FlatOut didn't exactly set the racing genre on fire, but it did entertain a fair few people on its release. Bugbear are back with FlatOut 2, and it seems they've worked out what people liked the most in the first game: inflicting pain on the driver. I recently played a solid work in progress version of the game and came away pretty impressed, although feeling quite sorry for my virtual driver.
FlatOut 2 includes a competent Career mode, featuring many courses set across the United States. You have access to a garage, car upgrades and a car shop, but none of the detailed tweaking and customisation that seems pretty commonplace in racers these days. All three versions of the game will also include online play, with eight players able to compete against each other in the Xbox and PC versions, while the PlayStation 2 game maxes out at six. Whether or not the Career mode will be strong enough to be the game's main mode remains to be seen, but there's plenty more packed into FlatOut 2 for players to enjoy.
One of the most loved features of FlatOut is the selection of mini-games that basically see you attempting to propel the driver of the car out of the windscreen in order to score points. FlatOut 2 takes this basic mechanic and introduces a crash theme park of sorts, which features twelve mini-games that are sure to break some bones. The basic premise behind each game is the same, with you having to release the driver from the car at an angle up to 90 degrees..
The first mini-game, and one of the most addictive of the twelve, is a take on Curling, the famous Winter Olympic sport. While I've never seen a curling stone be thrown in the air, the key is to launch the driver from the car at a fairly shallow angle and with enough speed to slide across the target and into the centre zone. Next up is the High Jump, which isn't as similar to the sport as the name suggests. Instead of having to clear a bar of a set height, a wall with height markers is placed at the end of a field. You have to try and blast the driver into this wall, hitting it as high up as possible. The Curling and High Jump aren't made easier due to a tricky run up that makes a fast and square launch pretty tricky.

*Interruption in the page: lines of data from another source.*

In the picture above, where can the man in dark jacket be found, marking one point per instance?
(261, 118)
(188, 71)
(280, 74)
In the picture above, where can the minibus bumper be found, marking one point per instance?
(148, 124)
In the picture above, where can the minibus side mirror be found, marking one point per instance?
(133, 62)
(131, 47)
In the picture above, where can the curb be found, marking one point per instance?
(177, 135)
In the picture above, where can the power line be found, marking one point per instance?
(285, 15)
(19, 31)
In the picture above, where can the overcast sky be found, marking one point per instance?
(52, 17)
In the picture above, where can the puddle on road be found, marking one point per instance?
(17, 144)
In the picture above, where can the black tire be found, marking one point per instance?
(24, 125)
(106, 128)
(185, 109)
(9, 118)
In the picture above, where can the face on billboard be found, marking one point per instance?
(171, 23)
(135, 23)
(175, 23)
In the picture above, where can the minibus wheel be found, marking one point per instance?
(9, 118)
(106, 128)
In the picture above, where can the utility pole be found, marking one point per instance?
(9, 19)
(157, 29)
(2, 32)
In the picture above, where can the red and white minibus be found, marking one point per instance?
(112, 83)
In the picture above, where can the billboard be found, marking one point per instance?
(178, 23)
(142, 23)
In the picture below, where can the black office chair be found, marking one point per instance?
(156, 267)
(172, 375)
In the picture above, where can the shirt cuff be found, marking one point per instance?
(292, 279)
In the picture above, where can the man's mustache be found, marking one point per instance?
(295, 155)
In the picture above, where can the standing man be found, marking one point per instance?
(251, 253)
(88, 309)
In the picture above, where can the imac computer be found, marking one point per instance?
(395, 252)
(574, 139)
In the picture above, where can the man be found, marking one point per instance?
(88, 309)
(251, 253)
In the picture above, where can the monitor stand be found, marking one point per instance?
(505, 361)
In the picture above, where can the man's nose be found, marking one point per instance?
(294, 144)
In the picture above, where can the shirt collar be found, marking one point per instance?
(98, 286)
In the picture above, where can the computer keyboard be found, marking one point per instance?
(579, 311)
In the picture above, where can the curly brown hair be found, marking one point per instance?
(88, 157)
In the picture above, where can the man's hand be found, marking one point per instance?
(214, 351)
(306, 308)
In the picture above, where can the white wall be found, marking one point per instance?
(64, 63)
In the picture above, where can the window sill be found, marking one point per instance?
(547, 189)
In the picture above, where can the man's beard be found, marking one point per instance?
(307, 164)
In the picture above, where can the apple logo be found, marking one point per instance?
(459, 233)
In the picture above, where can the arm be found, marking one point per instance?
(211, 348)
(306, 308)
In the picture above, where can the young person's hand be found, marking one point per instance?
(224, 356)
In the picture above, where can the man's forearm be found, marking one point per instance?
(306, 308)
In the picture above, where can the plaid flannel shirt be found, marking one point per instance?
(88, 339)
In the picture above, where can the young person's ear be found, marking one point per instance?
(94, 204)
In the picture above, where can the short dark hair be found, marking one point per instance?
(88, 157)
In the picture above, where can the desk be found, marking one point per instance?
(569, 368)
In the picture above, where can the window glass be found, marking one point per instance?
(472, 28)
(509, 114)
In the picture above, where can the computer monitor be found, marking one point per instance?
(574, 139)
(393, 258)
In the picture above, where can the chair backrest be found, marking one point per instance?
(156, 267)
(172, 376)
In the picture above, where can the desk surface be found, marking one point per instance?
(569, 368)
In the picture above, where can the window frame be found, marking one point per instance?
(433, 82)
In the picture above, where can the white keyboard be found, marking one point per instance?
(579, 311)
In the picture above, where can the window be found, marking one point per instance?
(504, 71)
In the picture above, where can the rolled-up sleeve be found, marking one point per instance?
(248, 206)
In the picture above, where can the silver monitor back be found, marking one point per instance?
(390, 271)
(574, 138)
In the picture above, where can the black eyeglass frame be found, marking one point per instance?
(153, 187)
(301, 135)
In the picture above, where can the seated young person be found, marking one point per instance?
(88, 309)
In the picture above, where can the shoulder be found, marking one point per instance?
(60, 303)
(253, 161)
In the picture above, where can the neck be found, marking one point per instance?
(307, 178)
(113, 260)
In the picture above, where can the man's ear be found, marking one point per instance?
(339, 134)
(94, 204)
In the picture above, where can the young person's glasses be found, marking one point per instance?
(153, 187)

'The first mini-game, and one of the most addictive of the twelve, is a take on Curling, the famous Winter Olympic sport.'
Stone-Skipping, if you can't guess, is a take on the classic waterside activity. This being FlatOut, the stone is replaced by a helpless driver, who must be propelled out the windscreen and then nudged each time he touches the water's surface. Ring of Fire gives you a short run-up to navigate, before your guy is fired headfirst through a series of fiery rings. It's at about this point through the mini-games that you start to realise the extreme nature of what you're doing, with the driver twitching in a heap on the ground (whether due to a physics glitch or intentional, it made me laugh).
Darts is a recreation of the pub game, but the current version doesn't play out like a proper game of darts, which is a tad disappointing and lessens its value as a multiplayer mini-game. In fact, most of the mini-games are based on sports, with fairly crude representations of Bowling, Ski jumping, American Football, Basketball, Baseball and Football all being included. Unfortunately, a number of these are far too simple (Football and Ski jumping in particular), but they're still good fun if played with friends as part of a set of mini-games.
As well as mini-games, FlatOut 2 includes six destruction derby arenas, six racing arenas and three Nascar circuits. The derby arenas are a great way to showcase the game's advanced damage and physics models. Car parts go flying and high speed crashes will send opponent vehicles spinning through the air. The game as a whole is looking very nice indeed, with a slightly unstable frame rate and some pop-up being the only real blemishes I've seen in this Xbox build of the game.
With FlatOut 2 the developers seem to have taken what made the first game so enjoyable and run with it. It's not going to win any awards for originality, but it's not trying to be a genre breaking title. The driving model is a little too twitchy for my liking at the moment, but hopefully this can be tightened up before the game ships. If you fancy a straightforward, no holds barred, all-action racer, FlatOut 2 might just deliver the goods when it's released later this summer.